En la corte de Enrique VIII, uno de los trabajos más apreciados entre la nobleza era ser elegido “groom of the stool”, el “mozo de las heces” que limpiaba las partes íntimas del monarca después de que hiciera sus necesidades. Semejante “lameculos” solía ser uno de los principales caballeros de la cámara real, hasta el punto que uno de ellos, sabedor de todos los secretos de palacio, llegó a dirigir la política fiscal de Inglaterra.
En la España actual, tan distinguido empleo podría asignarse a alguno de los ministros de Pedro Sánchez o a la mayoría de los integrantes de la ejecutiva federal socialista, donde se ha instaurado una suerte de cofradía del amén, de tal manera que si el amado líder dice que luce un sol de abundancia pese a que sobre el cielo se ciernan nubarrones de borrasca, todo el rebaño aplaude, cierra el paraguas y se embadurna de protector solar, hasta que escampe.

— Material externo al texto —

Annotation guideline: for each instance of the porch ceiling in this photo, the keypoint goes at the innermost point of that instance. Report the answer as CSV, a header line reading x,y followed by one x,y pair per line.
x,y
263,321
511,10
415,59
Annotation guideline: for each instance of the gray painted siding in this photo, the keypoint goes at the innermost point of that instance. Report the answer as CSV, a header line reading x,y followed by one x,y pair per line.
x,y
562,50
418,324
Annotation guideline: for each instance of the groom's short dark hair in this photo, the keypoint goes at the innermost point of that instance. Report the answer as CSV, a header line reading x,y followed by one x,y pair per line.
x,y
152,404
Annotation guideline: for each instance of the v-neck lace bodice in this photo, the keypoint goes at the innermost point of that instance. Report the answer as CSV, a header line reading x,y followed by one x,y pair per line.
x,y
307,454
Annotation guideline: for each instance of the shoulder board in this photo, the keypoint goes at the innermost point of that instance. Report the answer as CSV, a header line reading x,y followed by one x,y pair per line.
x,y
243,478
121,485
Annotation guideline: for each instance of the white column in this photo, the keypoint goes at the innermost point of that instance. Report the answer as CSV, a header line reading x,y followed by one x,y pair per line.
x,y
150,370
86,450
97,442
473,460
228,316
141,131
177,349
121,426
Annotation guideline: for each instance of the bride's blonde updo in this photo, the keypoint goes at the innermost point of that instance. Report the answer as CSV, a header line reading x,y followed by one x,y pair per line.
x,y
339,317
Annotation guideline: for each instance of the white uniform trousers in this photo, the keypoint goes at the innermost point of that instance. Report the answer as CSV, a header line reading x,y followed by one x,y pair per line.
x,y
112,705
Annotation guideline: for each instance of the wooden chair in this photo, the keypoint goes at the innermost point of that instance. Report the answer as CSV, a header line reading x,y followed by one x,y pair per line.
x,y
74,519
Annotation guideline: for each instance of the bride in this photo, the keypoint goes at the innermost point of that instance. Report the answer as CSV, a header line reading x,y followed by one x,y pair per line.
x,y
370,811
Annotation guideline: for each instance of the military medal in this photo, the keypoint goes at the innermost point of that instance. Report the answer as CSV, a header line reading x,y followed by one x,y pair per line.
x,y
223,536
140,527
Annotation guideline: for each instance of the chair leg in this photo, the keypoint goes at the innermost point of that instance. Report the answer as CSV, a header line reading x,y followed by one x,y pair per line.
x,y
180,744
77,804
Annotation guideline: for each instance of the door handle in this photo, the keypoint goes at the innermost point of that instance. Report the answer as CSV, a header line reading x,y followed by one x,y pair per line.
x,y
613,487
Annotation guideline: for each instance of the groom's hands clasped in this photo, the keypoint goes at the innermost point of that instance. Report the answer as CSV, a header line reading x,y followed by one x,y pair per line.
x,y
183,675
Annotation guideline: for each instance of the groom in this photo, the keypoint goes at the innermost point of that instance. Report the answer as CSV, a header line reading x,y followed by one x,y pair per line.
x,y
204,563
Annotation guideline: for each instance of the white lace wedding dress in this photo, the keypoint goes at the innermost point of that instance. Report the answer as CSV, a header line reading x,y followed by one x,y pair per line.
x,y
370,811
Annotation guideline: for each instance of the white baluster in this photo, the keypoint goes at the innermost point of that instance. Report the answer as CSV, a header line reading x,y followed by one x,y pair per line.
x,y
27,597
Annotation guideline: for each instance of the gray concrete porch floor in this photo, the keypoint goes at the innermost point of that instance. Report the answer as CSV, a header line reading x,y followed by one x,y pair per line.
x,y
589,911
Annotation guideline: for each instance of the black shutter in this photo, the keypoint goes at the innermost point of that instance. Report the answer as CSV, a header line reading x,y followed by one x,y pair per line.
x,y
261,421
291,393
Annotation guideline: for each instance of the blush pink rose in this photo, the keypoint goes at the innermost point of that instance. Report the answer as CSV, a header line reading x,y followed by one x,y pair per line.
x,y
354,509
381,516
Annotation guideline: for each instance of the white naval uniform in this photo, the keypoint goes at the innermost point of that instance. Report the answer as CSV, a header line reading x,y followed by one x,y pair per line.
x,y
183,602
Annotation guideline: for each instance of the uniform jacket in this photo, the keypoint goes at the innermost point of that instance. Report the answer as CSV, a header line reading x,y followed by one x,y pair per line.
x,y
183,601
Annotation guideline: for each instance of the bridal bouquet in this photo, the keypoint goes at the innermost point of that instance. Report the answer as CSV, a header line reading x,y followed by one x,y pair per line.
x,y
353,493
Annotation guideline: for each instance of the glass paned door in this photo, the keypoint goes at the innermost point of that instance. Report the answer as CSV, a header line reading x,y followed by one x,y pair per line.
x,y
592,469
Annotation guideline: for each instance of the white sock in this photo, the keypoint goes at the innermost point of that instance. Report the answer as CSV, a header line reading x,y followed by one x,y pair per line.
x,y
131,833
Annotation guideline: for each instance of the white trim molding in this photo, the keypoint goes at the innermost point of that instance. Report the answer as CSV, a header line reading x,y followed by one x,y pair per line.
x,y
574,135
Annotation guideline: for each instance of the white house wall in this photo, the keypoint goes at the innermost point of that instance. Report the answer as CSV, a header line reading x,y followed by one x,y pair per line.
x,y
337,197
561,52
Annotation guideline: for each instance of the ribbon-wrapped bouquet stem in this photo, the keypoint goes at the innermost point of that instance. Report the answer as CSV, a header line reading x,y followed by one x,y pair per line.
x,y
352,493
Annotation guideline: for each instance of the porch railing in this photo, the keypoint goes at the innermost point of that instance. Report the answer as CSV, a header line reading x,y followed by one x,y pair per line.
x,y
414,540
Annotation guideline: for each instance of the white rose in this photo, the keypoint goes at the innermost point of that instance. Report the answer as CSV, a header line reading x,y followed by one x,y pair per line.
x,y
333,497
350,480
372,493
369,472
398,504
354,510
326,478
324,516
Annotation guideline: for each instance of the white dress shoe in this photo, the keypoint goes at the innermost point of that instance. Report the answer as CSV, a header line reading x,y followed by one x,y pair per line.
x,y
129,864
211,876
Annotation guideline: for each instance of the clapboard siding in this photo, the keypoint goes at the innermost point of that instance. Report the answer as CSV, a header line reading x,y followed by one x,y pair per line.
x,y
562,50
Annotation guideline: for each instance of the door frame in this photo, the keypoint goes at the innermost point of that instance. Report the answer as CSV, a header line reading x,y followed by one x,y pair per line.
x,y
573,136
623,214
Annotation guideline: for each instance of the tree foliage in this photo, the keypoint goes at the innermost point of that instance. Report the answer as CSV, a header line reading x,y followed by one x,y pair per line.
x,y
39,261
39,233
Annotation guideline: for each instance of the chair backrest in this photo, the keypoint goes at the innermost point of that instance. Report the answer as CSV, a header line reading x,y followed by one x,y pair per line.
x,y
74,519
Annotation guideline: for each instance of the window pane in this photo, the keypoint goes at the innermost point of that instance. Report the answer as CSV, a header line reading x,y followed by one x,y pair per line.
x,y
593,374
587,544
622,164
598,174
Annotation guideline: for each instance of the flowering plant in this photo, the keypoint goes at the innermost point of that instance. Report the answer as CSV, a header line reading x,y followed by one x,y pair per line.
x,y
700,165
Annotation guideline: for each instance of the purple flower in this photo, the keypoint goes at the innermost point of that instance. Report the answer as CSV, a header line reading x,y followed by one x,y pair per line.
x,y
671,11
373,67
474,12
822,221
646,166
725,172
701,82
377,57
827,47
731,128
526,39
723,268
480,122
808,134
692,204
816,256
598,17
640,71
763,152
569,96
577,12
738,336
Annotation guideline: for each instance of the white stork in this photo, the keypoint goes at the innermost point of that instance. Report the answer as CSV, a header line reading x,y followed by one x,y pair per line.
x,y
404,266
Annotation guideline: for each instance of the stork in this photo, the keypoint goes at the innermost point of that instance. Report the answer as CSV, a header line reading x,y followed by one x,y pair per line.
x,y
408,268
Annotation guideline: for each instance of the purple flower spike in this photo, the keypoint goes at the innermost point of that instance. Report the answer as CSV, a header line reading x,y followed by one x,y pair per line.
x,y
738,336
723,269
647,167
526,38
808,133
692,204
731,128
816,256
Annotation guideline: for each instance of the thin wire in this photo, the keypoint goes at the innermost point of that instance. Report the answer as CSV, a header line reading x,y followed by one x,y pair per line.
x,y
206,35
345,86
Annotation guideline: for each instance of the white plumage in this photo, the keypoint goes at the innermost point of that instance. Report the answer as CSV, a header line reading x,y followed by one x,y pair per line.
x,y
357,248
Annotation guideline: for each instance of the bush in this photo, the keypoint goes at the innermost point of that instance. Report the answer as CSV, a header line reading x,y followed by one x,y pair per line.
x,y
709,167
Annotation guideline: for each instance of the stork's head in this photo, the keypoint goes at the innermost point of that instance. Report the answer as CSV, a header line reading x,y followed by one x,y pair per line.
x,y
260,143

Quien mejor desempeña esa apreciada tarea de acercar el taburete al presidente en cuclillas es el ministro de los trenes con retardo, de quien el mandamás ha obtenido la impagable fiereza del perro de presa. Si hay que salir en defensa del patriarca, el primero en aparecer a pecho descubierto es el señor de Valladolid, que como buen castellano viejo dispone de acerada esgrima en la lengua.
Puente persevera estos últimos días en el empeño de poner en la diana a los jueces del Supremo por no aplicar la ley de amnistía al delito de malversación que se le imputa a Puigdemont, que es lo que interesa a su jefe para que los separatistas catalanes no saquen los pies de las alforjas y derriben de siete soplidos la choza de paja de los tres cerditos.
Así, por defender a ultranza los designios del mandarín y blanquear sus miserias, no hay reparos en cuestionar la independencia de la Justicia, uno de los pilares esenciales del edificio democrático que algunos se empeñan en dinamitar. Qué papel tan poco higiénico, el del ministro de marras.